The Federal Election Commission is at it again, poking loopholes in the new Bipartisan Campaign Reform Act to permit federal officeholders and candidates to raise soft money, this time for so-called 527 political committees.

The FEC ruled last week that the president, vice president, Members of Congress and candidates can headline soft-money fundraising events for 527s, speak at the fundraisers and even ask for money — just as long as some notice is given that they are not soliciting money beyond the hard-money limits imposed by BCRA.

The FEC’s new regulation tracks with a previous one, handed down last year, narrowly defining the phrase “to solicit” as “to ask” directly and in public. That ruling is the subject of a lawsuit filed by BCRA’s House sponsors, Reps. Christopher Shays (R-Conn.) and Marty Meehan (D-Mass.), who charged that it would permit politicians to raise soft money — which they are prohibited from doing in BCRA — by a “wink and a nod.”

The previous ruling held that a federal candidate “will not be held liable for soliciting funds … merely by virtue of attending or participating in any manner in connection with a fundraising event at which non-federal funds are raised.” And, the commission said that it wouldn’t inquire into a politician’s “intent” when he or she makes a private fundraising call.

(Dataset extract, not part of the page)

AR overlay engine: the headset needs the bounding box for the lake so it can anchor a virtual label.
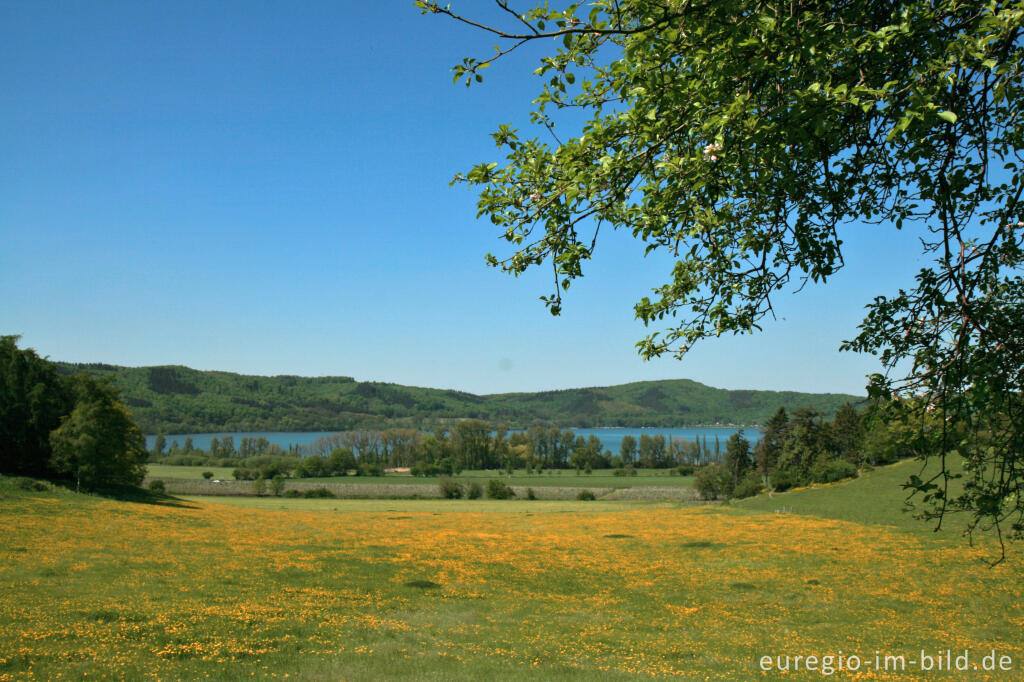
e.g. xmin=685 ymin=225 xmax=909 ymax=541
xmin=146 ymin=426 xmax=761 ymax=455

The Shays-Meehan suit was held up pending the Supreme Court’s ruling on BCRA’s constitutionality. Now it’s been scheduled for hearing, but there’s a dispute among lawyers over whether the high court’s language upholding BCRA also validated its narrow interpretation of “solicit.” Conservative FEC Commissioner Bradley Smith contends that the high court’s opinion “kicks a lot of the props out of the Shays-Meehan suit” and cites language that certainly seems to sustain that view. However, pro-reform lawyers have a different opinion and argue that Smith & Co. have written regulations that “subverted the law.”

The new FEC regulation, responding to an inquiry brought by the Republican Governors Association, is consistent with the earlier ruling. If a federal politician “makes a speech without asking for donations to the RGA,” it says, “he does not need to issue a disclaimer stating that he is not raising (soft money) … even though speeches by others solicit such funds.” If he or she asks for money but doesn’t mention an amount, written notice has to be displayed at the event indicating that the politician is only asking for hard money.

You can see where this is leading. Invitations will go out to soft-money events featuring the name of a major politician. He or she will speak. Others will ask for the soft money. And it won’t be difficult for the politician to find out who gave it — especially now that, in a meritorious ruling, a federal appeals court has held that 527s have to fully disclose their contributions and expenditures. Welcome to the new soft-money world.